A formal platform for collaboration would be welcome. The European Commission has proposed an EU-U.S. Trade and Technology Council, which the U.S. Chamber endorses. This must have cabinet-level support, meaningful stakeholder engagement, and a laser-like focus on eliminating commercially significant barriers to trade and investment. We’re not naïve: A new council won’t resolve all our differences. That’s especially true in areas like the digital economy, where the EU is heading down a worrying path, threatening discriminatory actions on tax and competition policy. Still, a formal construct would be useful — provided it yields tangible near-term improvements.
If building goodwill and a politically-sanctioned structure for cooperation are critical — as we think they are — recent European moves raise questions about our ability to move from lofty expressions of support to demonstrable benefits.
Take vaccines. Carrying out the research and development to devise a vaccine, testing it for safety and efficacy, and then manufacturing, distributing, and administering it to millions of people requires seamlessly integrated supply chains and close collaboration between the public and private sectors. So the EU’s new export authorization scheme is troublesome; it may even endanger the procurement of critical inputs. We believe Brussels should instead ensure all export authorizations are granted automatically, even as they rightly seek transparency regarding volumes and destinations.
Next, consider China. President Biden has made clear he wants to work with allies to respond to Beijing’s malign behavior. It’s not surprising that the new Administration was disappointed that Europe announced its investment agreement with China just before the new team took office in Washington. Whether intended or not, the decision to close the deal when they did raises questions about whether Brussels is more interested in partnership or triangulation.
The next few months are critical if the transatlantic relationship is to be the powerhouse we know it can be.
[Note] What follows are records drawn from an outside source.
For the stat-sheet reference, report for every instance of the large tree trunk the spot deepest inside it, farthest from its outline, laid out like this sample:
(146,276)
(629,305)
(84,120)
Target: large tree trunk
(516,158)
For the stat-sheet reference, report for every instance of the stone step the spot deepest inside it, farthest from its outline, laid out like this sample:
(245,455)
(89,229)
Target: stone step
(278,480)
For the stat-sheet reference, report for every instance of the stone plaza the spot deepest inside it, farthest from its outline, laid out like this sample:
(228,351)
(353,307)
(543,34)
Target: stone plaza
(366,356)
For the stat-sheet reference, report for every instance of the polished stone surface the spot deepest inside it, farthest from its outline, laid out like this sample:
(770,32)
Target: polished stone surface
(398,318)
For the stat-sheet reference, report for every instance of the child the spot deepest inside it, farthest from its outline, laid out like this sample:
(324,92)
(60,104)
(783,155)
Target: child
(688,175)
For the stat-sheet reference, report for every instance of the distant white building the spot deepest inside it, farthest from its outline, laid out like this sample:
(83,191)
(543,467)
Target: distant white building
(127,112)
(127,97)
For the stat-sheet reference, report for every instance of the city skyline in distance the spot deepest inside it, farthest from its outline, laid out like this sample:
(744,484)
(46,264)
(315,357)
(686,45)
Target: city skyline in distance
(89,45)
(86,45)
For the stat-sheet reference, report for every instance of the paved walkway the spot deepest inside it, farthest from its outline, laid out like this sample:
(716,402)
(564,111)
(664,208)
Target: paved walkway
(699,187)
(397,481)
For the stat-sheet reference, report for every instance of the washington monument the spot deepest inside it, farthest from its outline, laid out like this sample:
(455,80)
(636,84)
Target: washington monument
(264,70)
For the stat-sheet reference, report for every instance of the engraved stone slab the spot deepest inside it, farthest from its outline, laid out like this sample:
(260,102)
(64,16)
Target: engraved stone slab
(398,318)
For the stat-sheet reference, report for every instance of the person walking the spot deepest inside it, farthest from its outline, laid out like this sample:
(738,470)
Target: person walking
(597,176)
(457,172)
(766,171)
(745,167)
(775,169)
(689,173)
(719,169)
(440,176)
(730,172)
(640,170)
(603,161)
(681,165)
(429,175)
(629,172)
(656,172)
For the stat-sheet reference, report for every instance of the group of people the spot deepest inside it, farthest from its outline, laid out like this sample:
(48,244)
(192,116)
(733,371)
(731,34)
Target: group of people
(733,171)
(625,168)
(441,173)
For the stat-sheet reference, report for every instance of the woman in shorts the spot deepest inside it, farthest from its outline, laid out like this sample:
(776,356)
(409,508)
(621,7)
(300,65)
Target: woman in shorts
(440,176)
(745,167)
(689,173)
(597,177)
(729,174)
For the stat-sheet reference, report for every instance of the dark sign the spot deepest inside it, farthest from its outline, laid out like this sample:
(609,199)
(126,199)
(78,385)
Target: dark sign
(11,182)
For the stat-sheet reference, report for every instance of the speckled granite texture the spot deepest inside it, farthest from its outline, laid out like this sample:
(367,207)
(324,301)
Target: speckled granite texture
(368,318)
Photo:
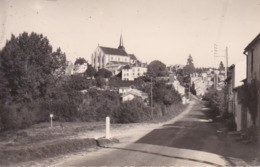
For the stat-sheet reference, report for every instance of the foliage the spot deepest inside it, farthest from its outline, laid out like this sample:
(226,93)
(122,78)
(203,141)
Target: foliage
(27,62)
(249,98)
(201,70)
(131,112)
(80,61)
(77,82)
(90,72)
(103,73)
(156,69)
(100,82)
(189,68)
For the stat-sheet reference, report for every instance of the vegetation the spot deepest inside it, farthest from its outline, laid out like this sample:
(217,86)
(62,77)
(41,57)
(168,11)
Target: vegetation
(216,99)
(249,98)
(34,85)
(221,66)
(90,72)
(103,73)
(189,68)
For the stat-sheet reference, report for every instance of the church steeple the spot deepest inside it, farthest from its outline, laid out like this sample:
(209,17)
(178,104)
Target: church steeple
(121,45)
Early wins on tangible trade irritants will encourage greater collaboration on the big issues like the pandemic and a safe return to travel, tackling climate change, harnessing the global digital economy as an engine of growth, delivering on WTO reform, and making meaningful progress on a joint agenda towards China.
The business community is ready to roll up our sleeves and get to work with officials on both sides to strengthen the transatlantic relationship. Let’s get going.